Schnitzer v. Commissioner

13 T.C. 43, 1949 U.S. Tax Ct. LEXIS 127
CourtUnited States Tax Court
DecidedJuly 14, 1949
DocketDocket Nos. 14208, 14209, 14278, 14279, 14280, 14372
StatusPublished
Cited by129 cases

This text of 13 T.C. 43 (Schnitzer v. Commissioner) is published on Counsel Stack Legal Research, covering United States Tax Court primary law. Counsel Stack provides free access to over 12 million legal documents including statutes, case law, regulations, and constitutions.

Bluebook
Schnitzer v. Commissioner, 13 T.C. 43, 1949 U.S. Tax Ct. LEXIS 127 (tax 1949).

Opinion

OPINION.

Johnson, Judge:

After the Commissioner had recognized for many years that Bose Schnitzer and Jennie Wolf were members of the partnership conducting business under the style of Alaska Junk Co., he determined that for tax purposes only their husbands, Sam Schnitzer and Harry J. Wolf, should be deemed partners in 1942 and 1943. He defends that determination by the argument that the wives contributed no capital, rendered no services, and exercised no control over the business; that the agreement of 1928, by which the husbands purported to transfer a one-fourth interest to each wife, represents an attempt to divide income among family members; and that the attempt was devoid of substance, reflected no bona fide intent to form a partnership with the wives, and should be ignored.

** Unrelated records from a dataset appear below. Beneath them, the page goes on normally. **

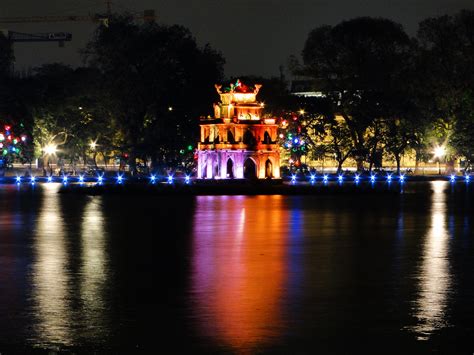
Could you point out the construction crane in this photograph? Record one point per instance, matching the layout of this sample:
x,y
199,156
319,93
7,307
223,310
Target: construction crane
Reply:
x,y
146,15
59,37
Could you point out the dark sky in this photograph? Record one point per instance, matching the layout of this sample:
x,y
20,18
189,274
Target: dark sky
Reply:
x,y
255,36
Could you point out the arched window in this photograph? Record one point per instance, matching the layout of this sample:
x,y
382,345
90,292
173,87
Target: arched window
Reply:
x,y
268,169
230,168
230,137
266,138
250,169
249,139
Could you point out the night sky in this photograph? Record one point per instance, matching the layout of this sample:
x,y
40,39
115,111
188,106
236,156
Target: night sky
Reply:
x,y
255,36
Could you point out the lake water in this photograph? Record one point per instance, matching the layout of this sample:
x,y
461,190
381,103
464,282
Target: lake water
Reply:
x,y
238,274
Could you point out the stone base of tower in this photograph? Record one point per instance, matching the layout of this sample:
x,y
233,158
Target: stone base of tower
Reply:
x,y
238,164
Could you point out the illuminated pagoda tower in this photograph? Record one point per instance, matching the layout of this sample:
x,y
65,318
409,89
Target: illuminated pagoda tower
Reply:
x,y
238,142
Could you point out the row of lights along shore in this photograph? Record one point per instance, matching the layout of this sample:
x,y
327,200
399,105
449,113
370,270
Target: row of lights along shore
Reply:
x,y
153,179
372,178
99,179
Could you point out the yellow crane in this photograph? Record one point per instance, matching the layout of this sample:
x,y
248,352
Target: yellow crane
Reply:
x,y
146,15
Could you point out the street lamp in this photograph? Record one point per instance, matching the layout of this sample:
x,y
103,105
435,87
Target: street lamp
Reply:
x,y
439,152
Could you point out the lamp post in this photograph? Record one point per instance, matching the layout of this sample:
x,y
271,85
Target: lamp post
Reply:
x,y
439,152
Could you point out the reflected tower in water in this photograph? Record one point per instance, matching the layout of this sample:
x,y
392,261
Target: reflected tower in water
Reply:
x,y
239,268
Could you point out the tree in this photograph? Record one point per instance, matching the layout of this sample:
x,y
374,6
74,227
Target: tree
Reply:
x,y
156,82
355,63
445,60
66,114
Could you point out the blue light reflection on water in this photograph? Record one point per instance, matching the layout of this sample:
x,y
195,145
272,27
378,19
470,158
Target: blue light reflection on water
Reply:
x,y
346,260
248,273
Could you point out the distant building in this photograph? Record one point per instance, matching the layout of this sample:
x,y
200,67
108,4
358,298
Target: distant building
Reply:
x,y
238,142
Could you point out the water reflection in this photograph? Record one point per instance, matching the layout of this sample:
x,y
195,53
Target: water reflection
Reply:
x,y
434,276
94,267
51,281
239,268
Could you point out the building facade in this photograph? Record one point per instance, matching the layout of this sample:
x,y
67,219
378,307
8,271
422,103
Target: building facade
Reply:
x,y
238,142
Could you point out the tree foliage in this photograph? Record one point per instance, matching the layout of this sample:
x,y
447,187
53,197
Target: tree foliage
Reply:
x,y
155,82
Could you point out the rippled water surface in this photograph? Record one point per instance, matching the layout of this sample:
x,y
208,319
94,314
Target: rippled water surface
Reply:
x,y
238,274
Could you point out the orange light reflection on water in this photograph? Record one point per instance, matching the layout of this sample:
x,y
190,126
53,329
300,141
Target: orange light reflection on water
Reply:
x,y
239,267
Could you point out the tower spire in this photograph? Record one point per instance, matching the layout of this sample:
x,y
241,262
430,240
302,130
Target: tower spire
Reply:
x,y
108,3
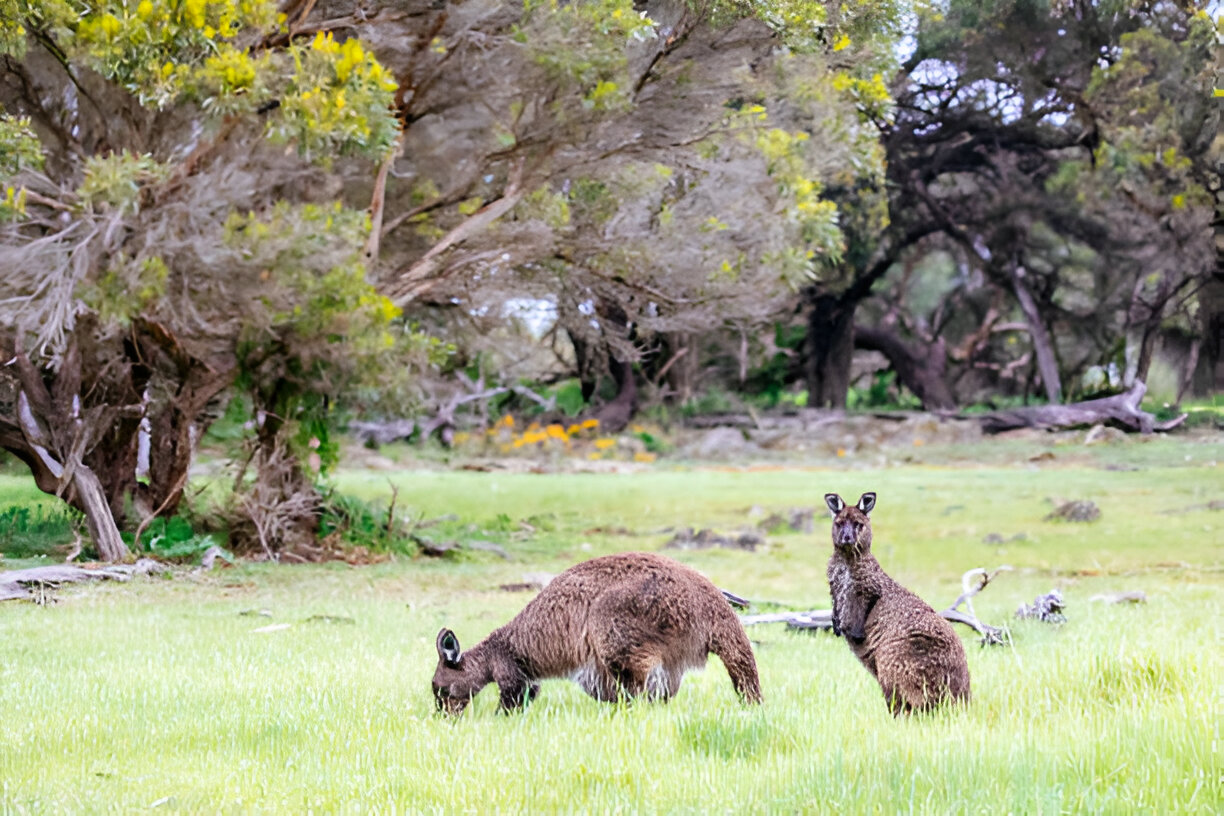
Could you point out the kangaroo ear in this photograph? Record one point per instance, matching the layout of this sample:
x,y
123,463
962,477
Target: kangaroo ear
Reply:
x,y
448,649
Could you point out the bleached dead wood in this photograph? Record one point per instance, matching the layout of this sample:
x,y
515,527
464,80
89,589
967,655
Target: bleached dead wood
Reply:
x,y
1121,410
972,582
20,585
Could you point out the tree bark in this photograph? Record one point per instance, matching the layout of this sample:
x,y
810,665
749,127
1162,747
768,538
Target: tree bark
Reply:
x,y
924,371
830,346
1208,376
613,416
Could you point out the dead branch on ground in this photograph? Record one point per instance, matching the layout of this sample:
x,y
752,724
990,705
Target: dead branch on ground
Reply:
x,y
972,582
29,584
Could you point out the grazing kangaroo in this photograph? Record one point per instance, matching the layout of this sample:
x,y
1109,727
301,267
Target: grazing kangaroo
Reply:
x,y
621,626
906,645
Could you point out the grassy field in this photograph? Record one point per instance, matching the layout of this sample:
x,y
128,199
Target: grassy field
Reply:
x,y
167,695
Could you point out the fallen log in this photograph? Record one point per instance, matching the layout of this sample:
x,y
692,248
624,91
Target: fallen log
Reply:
x,y
824,618
1120,410
21,585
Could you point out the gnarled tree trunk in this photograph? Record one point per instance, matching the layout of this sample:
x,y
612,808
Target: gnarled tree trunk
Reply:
x,y
923,371
830,349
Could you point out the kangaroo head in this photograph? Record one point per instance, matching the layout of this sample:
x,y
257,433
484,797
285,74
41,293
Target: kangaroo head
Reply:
x,y
458,677
852,527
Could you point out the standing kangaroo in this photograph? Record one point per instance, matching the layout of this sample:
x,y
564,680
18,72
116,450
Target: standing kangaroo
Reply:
x,y
907,646
621,626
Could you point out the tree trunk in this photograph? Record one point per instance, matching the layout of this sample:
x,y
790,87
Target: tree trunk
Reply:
x,y
683,363
924,371
97,514
830,349
616,415
1208,376
1043,345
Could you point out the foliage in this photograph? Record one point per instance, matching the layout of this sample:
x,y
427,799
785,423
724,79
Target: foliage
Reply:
x,y
881,393
173,538
28,531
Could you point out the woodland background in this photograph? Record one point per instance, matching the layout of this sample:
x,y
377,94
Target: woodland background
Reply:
x,y
252,225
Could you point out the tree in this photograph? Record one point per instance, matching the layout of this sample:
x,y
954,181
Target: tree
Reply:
x,y
654,181
160,242
1023,154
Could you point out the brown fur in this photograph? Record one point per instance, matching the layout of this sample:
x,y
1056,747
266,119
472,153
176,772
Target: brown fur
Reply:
x,y
907,646
621,626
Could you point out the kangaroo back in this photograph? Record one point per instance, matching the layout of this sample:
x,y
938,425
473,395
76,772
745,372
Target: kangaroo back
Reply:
x,y
621,626
907,646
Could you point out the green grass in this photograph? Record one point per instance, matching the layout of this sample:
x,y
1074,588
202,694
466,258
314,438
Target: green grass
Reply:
x,y
123,696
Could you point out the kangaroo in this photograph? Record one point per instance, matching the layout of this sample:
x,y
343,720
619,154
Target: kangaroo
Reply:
x,y
907,646
619,626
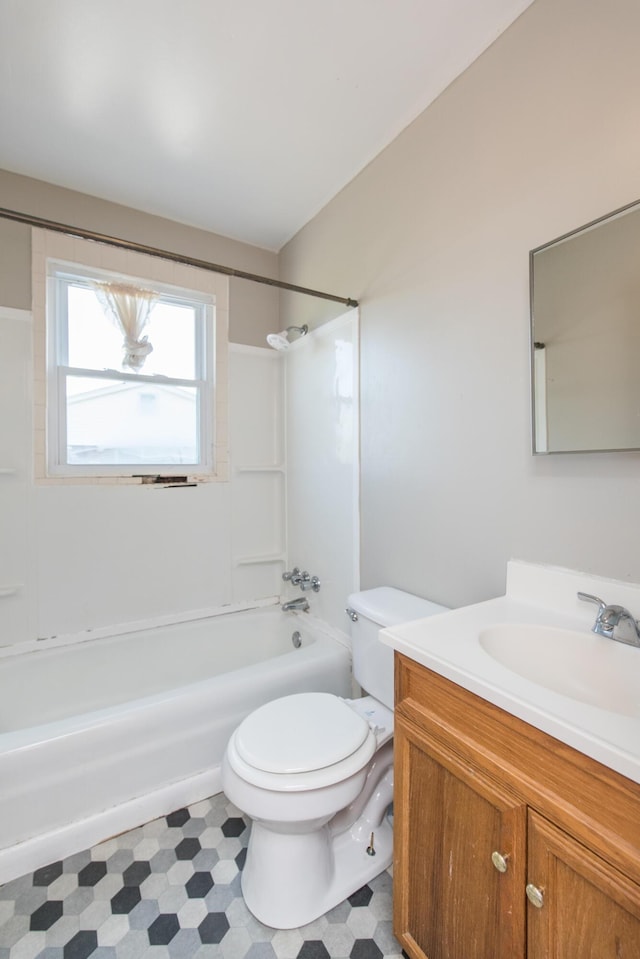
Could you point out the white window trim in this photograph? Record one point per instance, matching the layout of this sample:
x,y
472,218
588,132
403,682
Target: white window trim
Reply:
x,y
85,256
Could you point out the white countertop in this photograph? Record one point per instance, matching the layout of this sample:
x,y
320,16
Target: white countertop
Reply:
x,y
544,596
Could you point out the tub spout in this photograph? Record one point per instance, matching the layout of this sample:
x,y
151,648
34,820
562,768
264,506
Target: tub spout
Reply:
x,y
299,603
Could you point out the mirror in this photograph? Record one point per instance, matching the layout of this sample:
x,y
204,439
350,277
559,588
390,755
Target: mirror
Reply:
x,y
585,337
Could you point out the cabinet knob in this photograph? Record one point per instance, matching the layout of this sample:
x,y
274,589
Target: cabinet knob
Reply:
x,y
535,895
499,861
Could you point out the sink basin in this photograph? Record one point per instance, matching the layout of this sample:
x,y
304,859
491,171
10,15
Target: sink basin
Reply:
x,y
581,666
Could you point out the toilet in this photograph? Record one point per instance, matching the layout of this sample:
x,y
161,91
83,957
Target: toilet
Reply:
x,y
314,772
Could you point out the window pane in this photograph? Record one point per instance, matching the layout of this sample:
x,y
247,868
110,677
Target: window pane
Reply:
x,y
114,421
172,333
96,342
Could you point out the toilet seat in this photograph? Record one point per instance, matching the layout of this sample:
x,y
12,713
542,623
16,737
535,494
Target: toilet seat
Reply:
x,y
299,742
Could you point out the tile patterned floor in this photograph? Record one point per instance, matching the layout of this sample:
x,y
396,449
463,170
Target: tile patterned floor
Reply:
x,y
171,889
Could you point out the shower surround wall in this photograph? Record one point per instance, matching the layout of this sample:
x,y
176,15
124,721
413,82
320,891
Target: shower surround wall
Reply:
x,y
322,421
92,556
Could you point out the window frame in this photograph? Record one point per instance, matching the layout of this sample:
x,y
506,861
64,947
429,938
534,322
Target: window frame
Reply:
x,y
60,277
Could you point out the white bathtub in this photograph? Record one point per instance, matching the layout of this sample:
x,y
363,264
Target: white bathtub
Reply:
x,y
100,736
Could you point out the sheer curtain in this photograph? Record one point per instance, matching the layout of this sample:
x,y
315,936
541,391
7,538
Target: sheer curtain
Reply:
x,y
129,307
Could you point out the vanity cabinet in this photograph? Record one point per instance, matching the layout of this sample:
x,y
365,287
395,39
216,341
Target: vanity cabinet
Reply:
x,y
508,843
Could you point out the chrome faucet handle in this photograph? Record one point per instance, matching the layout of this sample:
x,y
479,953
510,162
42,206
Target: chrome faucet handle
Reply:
x,y
312,583
629,628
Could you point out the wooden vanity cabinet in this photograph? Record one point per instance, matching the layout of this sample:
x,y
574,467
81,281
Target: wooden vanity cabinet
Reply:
x,y
508,844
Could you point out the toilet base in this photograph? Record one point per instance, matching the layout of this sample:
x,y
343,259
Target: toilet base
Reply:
x,y
290,880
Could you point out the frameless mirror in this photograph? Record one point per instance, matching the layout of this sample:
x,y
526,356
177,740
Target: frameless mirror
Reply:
x,y
585,337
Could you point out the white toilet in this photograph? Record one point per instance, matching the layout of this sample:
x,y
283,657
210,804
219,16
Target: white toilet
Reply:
x,y
315,774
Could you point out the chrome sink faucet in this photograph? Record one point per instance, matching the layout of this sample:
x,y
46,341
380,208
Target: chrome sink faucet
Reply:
x,y
614,622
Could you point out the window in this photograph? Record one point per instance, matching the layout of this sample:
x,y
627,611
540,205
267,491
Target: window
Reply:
x,y
130,375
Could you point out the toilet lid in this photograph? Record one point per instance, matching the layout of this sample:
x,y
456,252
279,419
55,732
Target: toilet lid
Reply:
x,y
300,733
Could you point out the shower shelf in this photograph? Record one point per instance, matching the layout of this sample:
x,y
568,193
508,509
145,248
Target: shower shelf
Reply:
x,y
257,560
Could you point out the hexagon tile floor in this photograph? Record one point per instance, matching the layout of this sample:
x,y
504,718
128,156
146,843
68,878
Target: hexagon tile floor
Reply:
x,y
171,889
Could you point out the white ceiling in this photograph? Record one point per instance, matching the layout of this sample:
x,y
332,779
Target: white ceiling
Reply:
x,y
244,117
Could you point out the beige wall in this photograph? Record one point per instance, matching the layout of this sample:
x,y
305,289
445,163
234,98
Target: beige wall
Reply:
x,y
254,308
539,136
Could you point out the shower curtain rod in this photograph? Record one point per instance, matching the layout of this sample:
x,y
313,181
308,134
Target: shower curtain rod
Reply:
x,y
166,255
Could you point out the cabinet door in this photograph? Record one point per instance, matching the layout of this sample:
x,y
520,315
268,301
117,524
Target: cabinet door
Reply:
x,y
451,902
589,910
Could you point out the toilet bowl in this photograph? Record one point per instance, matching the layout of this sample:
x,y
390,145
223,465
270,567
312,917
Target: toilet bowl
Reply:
x,y
314,772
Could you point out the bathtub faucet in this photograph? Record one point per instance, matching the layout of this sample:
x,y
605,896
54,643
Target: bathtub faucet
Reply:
x,y
299,603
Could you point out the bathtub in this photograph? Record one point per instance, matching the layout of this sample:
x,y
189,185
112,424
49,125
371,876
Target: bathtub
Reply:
x,y
99,736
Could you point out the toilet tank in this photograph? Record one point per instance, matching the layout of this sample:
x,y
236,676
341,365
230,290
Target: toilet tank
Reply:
x,y
375,609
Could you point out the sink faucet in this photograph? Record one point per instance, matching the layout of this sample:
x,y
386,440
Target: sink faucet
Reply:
x,y
300,603
614,622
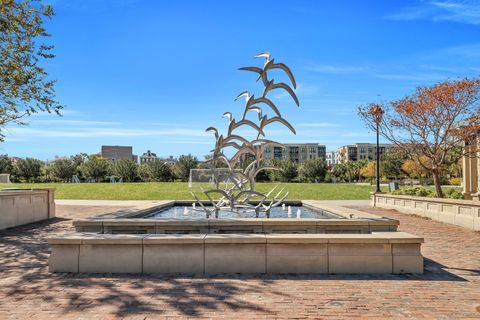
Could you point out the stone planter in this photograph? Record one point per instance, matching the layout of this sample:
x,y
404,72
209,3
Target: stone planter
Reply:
x,y
463,213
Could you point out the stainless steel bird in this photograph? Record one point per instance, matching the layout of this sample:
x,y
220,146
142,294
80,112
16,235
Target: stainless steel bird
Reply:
x,y
235,186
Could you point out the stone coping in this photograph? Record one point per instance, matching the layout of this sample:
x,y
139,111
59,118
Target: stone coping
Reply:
x,y
463,213
135,211
112,239
236,222
427,199
14,192
347,213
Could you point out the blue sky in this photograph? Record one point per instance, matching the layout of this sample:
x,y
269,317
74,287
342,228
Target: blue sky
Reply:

(1) .Petitioners contend that the wives’ status as recognizable partners is res judicata and may not now be challenged. They cite this Court’s opinion in their prior proceeding involving partnership income for 1941, and argue that the decision in their favor is conclusive of the issue here raised. Admitting, as they must, that the only error assigned related to the reasonableness of salaries which the Commissioner had disallowed as a deduction in the computation of partnership profits for 1941, they insist that the Court’s finding of an. existing partnership comprising the wives “was not merely collateral or incidental, but was material,” because the decision reached could not have been rendered without deciding that particular matter, and hence such matter was “properly within the issue controverted.” Packet Co. v. Sickles, 5 Wall. 580; Southern Pacific Railroad Co. v. United States, 168 U. S. 1.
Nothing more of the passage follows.